My mother was given a prognosis of five years to live when her cancer spread five years ago. However, this year we celebrated her 68th birthday in South Carolina. Shortly after returning to Boston from that trip, my mother was admitted to the hospital in Charleston due to infections resulting from a previous cancer surgery. Her health rapidly deteriorated, and she was moved to the intensive-care unit and placed on a ventilator.

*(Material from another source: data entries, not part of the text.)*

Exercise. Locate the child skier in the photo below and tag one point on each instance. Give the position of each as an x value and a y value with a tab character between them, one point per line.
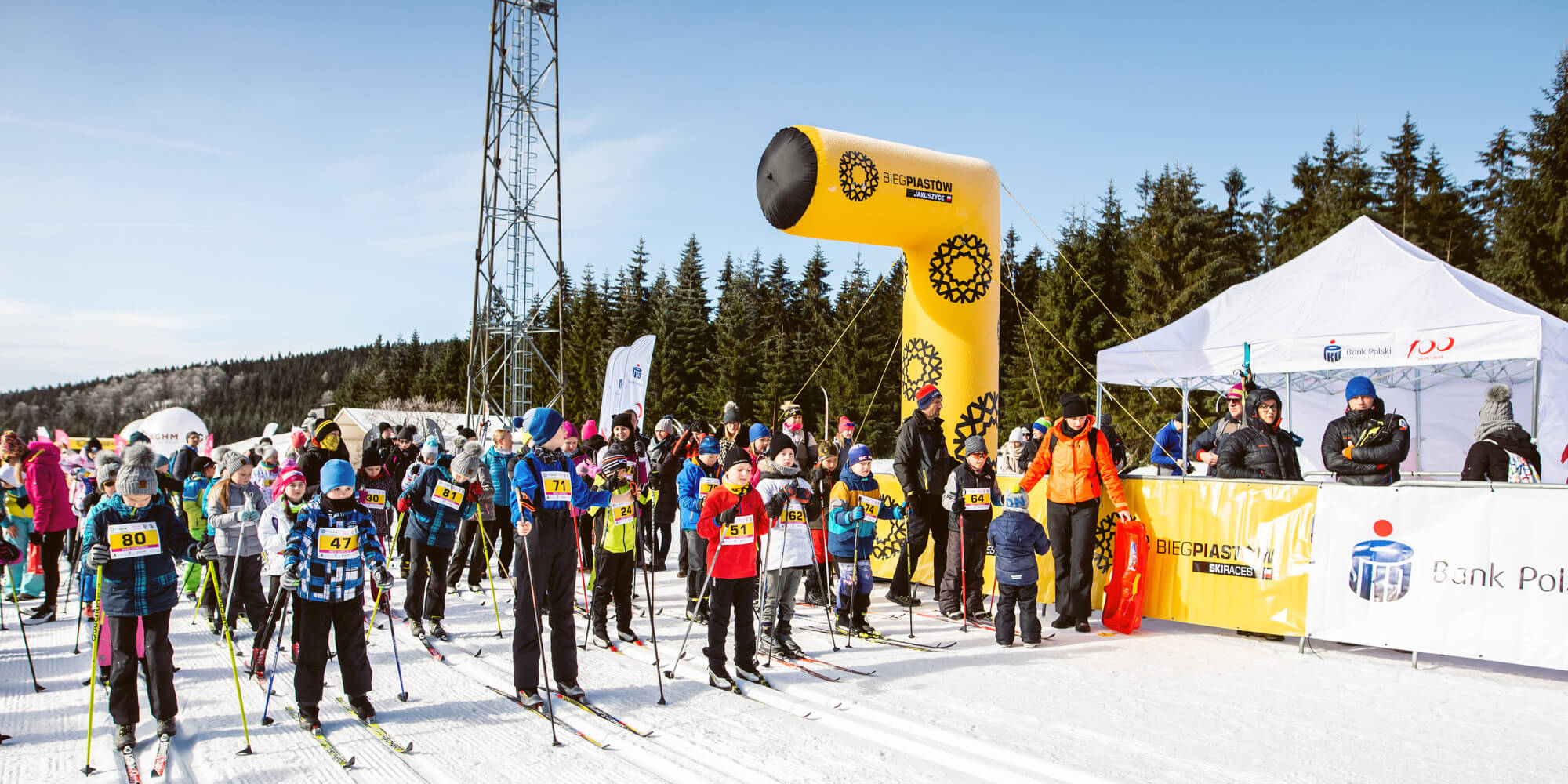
548	487
854	510
332	548
1018	539
786	550
274	532
694	485
234	507
970	495
733	518
615	537
136	543
441	498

As a result, I canceled my return flight to Boston and made plans to stay in Charleston for the summer. While my siblings could come and visit to help, I had the most flexibility since I work remotely and do not have children to care for. I made arrangements for a friend to watch my cat and moved my prescriptions to a local pharmacy.
Although I thought I had everything figured out, I did not anticipate the financial burden that came with caregiving.
I consider myself fortunate to have a 401(k) and consistent savings. However, as a millennial who entered the workforce after a recession, simply having savings felt like an accomplishment. It was only when I became a caregiver that I realized I had not been as forward-thinking with my financial planning as I should have been.
The unexpected costs started to accumulate: hospital food expenses, Lyft and Uber rides to and from the hospital, gas and maintenance for my mother’s car, utility bills, and the care of her two dogs. Meanwhile, I still had to pay rent, utilities, and car payments for my own apartment in Boston. Considering the cost of living in Boston combined with the additional expenses of caregiving, I did not have enough savings to consider taking short-term disability leave, as I would have only received a percentage of my salary.
Therefore, I had to continue working while caring for my mother.
In addition to caregiving, my siblings and I had to manage our mother’s finances. This involved staying on top of her bills, understanding the costs of her recovery, and deciding which expenses we would cover ourselves. We also had to consider how long she would need financial assistance and how this would impact our own future plans and responsibilities, especially since my siblings have in-laws to consider as well.
Caring for parents is not something many people think about until the need arises. Growing up, we often witness family members taking care of older loved ones or visiting them in nursing homes. I knew at the back of my mind that I would have to consider taking care of my mom someday, but I didn’t expect it to happen so soon.
Unlike my siblings, I was caregiving without a partner to help carry the emotional and financial burden. When my mother’s care team informed me that she was well enough for me to return to Boston, I went back home, but my siblings and I are still discussing the financial responsibilities.
In conversations with my friends about financial planning, we often discuss topics like retirement savings and saving for big purchases. However, I have started to ask them about their plans for caregiving. Do they have enough savings to take short-term disability if their parent falls ill? Can they afford a nursing home if needed? Do their housing plans include space for elderly parents? These are important discussions to have in order to be prepared for the future and avoid additional financial stress.
While I wouldn’t wish our summer experience on anyone, it has prompted us to think ahead and plan for the future. Taking care of a loved one involves a great deal of stress, and it is best to anticipate and prepare for the financial aspects in advance.